Se Max Weber tem em seu livro “A ética protestante e o ‘espírito’ do capitalismo” um exame denso sobre a relação entre a religiosidade (representada pela reforma protestante) e a formação das bases do capitalismo moderno, Schrader dá em seu filme “No coração das trevas” um olhar artístico exatamente sobre o mesmo tema – ou, mais precisamente, sobre a relação espúria entre o espírito capitalista e a igreja reformada (daí o título original “First reformed”).

Na teologia calvinista, o acúmulo de riquezas é mera consequência: o fiel tem uma vocação para determinada função (trabalho), está predestinado a ela e tem o dever de dedicar-se a ela, tendo nessa disciplina “efeitos colaterais” como o lucro e (de maneira subsequente) uma nova mentalidade ascética – esta bastante simpática ao trabalho e seu corolário, o enriquecimento.

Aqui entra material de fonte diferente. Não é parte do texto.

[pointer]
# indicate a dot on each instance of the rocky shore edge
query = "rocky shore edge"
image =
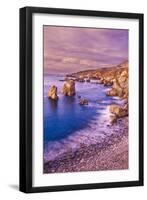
(111, 154)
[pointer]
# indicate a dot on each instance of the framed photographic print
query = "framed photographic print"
(81, 99)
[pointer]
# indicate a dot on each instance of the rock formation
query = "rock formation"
(52, 93)
(69, 88)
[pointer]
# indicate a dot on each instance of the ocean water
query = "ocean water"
(67, 124)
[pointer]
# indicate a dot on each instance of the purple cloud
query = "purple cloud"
(69, 49)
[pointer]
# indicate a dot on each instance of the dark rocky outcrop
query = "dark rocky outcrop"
(52, 93)
(68, 88)
(83, 102)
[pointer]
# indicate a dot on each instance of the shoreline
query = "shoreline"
(112, 154)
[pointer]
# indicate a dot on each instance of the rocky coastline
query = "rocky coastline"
(112, 153)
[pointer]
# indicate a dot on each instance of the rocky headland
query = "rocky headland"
(112, 153)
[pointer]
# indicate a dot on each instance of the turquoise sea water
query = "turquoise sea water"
(64, 120)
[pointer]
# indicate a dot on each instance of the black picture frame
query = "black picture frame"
(26, 88)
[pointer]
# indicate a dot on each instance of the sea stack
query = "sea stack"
(52, 93)
(68, 88)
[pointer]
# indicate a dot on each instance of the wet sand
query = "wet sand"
(112, 154)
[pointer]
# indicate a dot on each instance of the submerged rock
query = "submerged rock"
(69, 88)
(83, 102)
(52, 93)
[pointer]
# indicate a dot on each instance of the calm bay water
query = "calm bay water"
(68, 124)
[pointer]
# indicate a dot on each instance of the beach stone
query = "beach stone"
(83, 102)
(52, 93)
(68, 88)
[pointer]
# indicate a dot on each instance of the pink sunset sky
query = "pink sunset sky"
(71, 49)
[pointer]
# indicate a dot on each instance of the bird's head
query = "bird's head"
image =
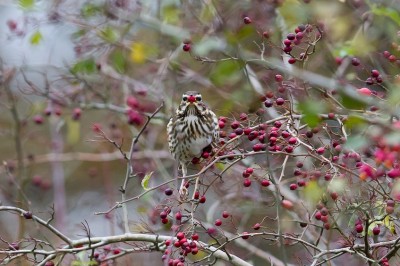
(192, 103)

Para muitos especialistas, o calvinismo facilitou o desenvolvimento da economia nos contornos de hoje (inclusive quanto à voracidade).

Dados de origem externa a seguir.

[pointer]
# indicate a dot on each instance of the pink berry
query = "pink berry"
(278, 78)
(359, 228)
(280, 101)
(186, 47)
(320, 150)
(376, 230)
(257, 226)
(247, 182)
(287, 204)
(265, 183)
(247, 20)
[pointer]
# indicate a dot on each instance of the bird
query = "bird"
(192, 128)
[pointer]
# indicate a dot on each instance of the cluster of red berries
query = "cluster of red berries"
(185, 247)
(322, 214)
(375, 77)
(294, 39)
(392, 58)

Hoje, contudo, a relação entre igreja e economia é um pouco diferente – o que Schrader fez foi dar uma visão contemporânea (e crítica) dos resultados, tendo por foco a preocupação ambiental. (Caso o leitor não tenha visto o filme, sugere-se pular este parágrafo para não ler indesejáveis spoilers) O Reverendo Toller aglomera cada vez mais insatisfação para com a igreja, admitindo ao final sacrificar-se em prol de um bem maior. Adotando uma premissa calvinista, ele se viu predestinado àquilo, sobretudo ao vislumbrar sua iminente morte. Quando vê Mary (pela janela), abandona completamente a ideia e chega a se martirizar pela sua própria fraqueza profana ao sentir afeto por ela (afeto que evidentemente não nasceu naquele momento). Não é a fé que ele abandona, afinal, permanece com as vestes consagradas (quando ela chega, ele ainda está com aquele traje). Ao beijá-la, o que ele faz é aceitar seu inafastável destino – o que ele já tinha percebido na maravilhosa cena da levitação – que é se unir a ela. Depois? Tanto faz, pois o que importa é que ele abraçou o próprio desejo, a despeito de todo o resto (o que inclui o inconformismo ambiental e religioso).

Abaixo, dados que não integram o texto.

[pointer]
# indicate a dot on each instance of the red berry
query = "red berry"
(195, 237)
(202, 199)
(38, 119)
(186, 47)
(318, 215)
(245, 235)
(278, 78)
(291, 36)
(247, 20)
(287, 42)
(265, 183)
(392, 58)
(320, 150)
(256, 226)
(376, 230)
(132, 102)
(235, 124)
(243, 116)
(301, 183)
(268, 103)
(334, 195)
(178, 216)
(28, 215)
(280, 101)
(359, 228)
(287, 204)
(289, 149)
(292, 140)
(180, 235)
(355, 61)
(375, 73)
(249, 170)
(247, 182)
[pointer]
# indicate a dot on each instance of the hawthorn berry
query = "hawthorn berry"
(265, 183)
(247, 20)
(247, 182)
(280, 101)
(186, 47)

Ethan Hawke tem no Reverendo Toller um dos papéis mais difíceis de sua elogiável carreira. Não é fácil interpretar um papel que já tem um conflito interno (a morte do filho) e absorve outros conflitos internos (que não se reduzem à já avantajada preocupação ambiental) para chegar a embates externos (a conversa hostil com Ed é elucidativa sobre essa caminhada). É uma interpretação de dentro para fora, de modo que o ator expõe a deterioração de Toller através de um incrível trabalho de voz (que fica mais fraca e mais rouca no transcorrer da narrativa). Amanda Seyfried também é ótima como Mary, um papel esfíngico (quase que literalmente).

Na direção, Schrader não exagera nos recursos estilísticos, salvo a razão de aspecto reduzida, forma encontrada para se referir a um assunto nada novo. Minimalista na mise en scène, os cenários são bem singelos (a sala da casa de Toller se reduz a um lustre, uma churrasqueira e uma cadeira; a igreja também tem estética bem clean, com espaço reduzido e pouquíssimos adereços) e os planos são majoritariamente médios e closes, aproximando as personagens do público. Na fotografia, prevalecem cores frias, corroboradas com o figurino invernal, para harmonização com o contexto.

No coração das trevas” não é um filme fácil ou mesmo didático. Os diálogos são porventura intrincados (retomá-los pode ajudar a compreender a obra), tendo como palavras-chave, dentre outras, orgulho e discernimento – além da culpa, fio condutor do arco dramático do protagonista. As conversas vão do aborto a questões ambientais mencionando casos reais específicos (Dorothy Stang) e outros mais genéricos (a menção a grandes poluidores e a modificações climáticas globais). Os insights em voice over de Toller são eventualmente difíceis de absorver, traduzindo divagações bastante enigmáticas. O longa, em síntese, é a proposta de um exercício interpretativo.